Second part of Sissi with a profound message!!!, 31 May 2004
Author: Marcin Kukuczka from Cieszyn, Poland

Whenever I see this part, it seems to me that Ernst Marischka wanted to show Sissi as a gentle woman who is exposed to the hardship of royal life. In spite of the fact that the film is full of sweet images (like other parts) which may seem to some people "out of date", it has a certain message conveyed.

In fact, this part's content is built upon two issues: politics and the family life in imperial palace. Sissi, as a young empress, has to get used to the lifestyle in the palace. She finds it difficult, especially due to the attitude of her mother in law, archduchess Sophie. The problems grow when Sissi gives birth to her daughter and the baby is taken from her. Sophie thinks that Sissi is too young to be a good mother. She has to choose: be an empress and forget about mother's feelings or escape from the golden cage...

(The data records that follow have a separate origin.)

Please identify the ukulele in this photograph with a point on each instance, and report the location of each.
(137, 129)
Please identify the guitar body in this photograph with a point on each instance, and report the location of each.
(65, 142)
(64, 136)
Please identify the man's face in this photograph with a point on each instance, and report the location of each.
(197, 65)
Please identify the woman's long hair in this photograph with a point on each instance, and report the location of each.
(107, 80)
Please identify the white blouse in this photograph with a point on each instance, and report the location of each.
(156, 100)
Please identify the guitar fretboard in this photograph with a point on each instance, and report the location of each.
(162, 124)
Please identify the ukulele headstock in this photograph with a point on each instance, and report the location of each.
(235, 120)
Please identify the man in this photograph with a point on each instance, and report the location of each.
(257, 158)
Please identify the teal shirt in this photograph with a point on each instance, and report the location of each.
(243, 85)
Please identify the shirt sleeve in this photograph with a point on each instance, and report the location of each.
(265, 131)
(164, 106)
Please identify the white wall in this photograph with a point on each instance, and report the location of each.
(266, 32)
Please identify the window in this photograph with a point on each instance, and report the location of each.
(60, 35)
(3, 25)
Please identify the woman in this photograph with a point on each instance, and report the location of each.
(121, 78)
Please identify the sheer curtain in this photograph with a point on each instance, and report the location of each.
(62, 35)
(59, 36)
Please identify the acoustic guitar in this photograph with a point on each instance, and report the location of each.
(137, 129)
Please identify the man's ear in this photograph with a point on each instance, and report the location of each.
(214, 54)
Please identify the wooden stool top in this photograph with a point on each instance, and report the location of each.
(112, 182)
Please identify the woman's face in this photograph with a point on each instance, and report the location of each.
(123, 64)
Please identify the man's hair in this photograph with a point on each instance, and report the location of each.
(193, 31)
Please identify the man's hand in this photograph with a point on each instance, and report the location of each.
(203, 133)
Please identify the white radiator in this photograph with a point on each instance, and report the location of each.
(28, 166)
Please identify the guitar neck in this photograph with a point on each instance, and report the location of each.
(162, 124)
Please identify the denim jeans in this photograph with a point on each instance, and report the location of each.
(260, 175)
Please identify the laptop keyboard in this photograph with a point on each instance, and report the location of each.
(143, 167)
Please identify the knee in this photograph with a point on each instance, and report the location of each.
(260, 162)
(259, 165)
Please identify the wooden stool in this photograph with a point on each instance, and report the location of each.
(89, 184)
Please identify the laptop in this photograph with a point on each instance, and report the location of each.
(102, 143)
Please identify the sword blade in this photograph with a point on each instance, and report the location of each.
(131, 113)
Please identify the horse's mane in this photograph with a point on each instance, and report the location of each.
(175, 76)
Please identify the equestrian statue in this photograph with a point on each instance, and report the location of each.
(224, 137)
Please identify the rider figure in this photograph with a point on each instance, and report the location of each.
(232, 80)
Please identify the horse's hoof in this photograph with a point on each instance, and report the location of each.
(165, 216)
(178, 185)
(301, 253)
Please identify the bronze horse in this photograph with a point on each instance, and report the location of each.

Another interesting fact about the movie is the political situation of Hungary. Sissi loves this nation and aims at uniting it with Austria. Obstacles, however, are huge. Nevertheless, she does not give in and, in the long run, her goals are achieved.

I loved the scene when she thinks of leaving Vienna due to family problems, but the Hungarians are waiting for the meeting. She decides to take part in it. Here, Marischka shows the price she had to pay. The duty of an empress is more important than the family, the beloved baby and personal happiness. As her mother Ludovika says to her that she has a duty and has to be strong to fight her emotions.

At the end, I must admit that I cried when Sissi becomes the queen of Hungary, swears to fulfill her duties and the Hungarian anthem is being sung (so much forbidden in the time when this nation was persecuted): "Isten, Aldd Meg A Magyart, Jo Kedvvel Boeseggel..." Sissi cries. This is the love for the nation. This is the right attitude of a queen. Sacrifice even her happiness for the sake of fulfilling her duties.

I love this part of Sissi. It has much to say to our times, in which the feeling of duty and a good motherhood have been distorted and lost. Especially, young mothers should see it. Marischka shows the love of a mother to her child and the love of a queen or empress to her nation.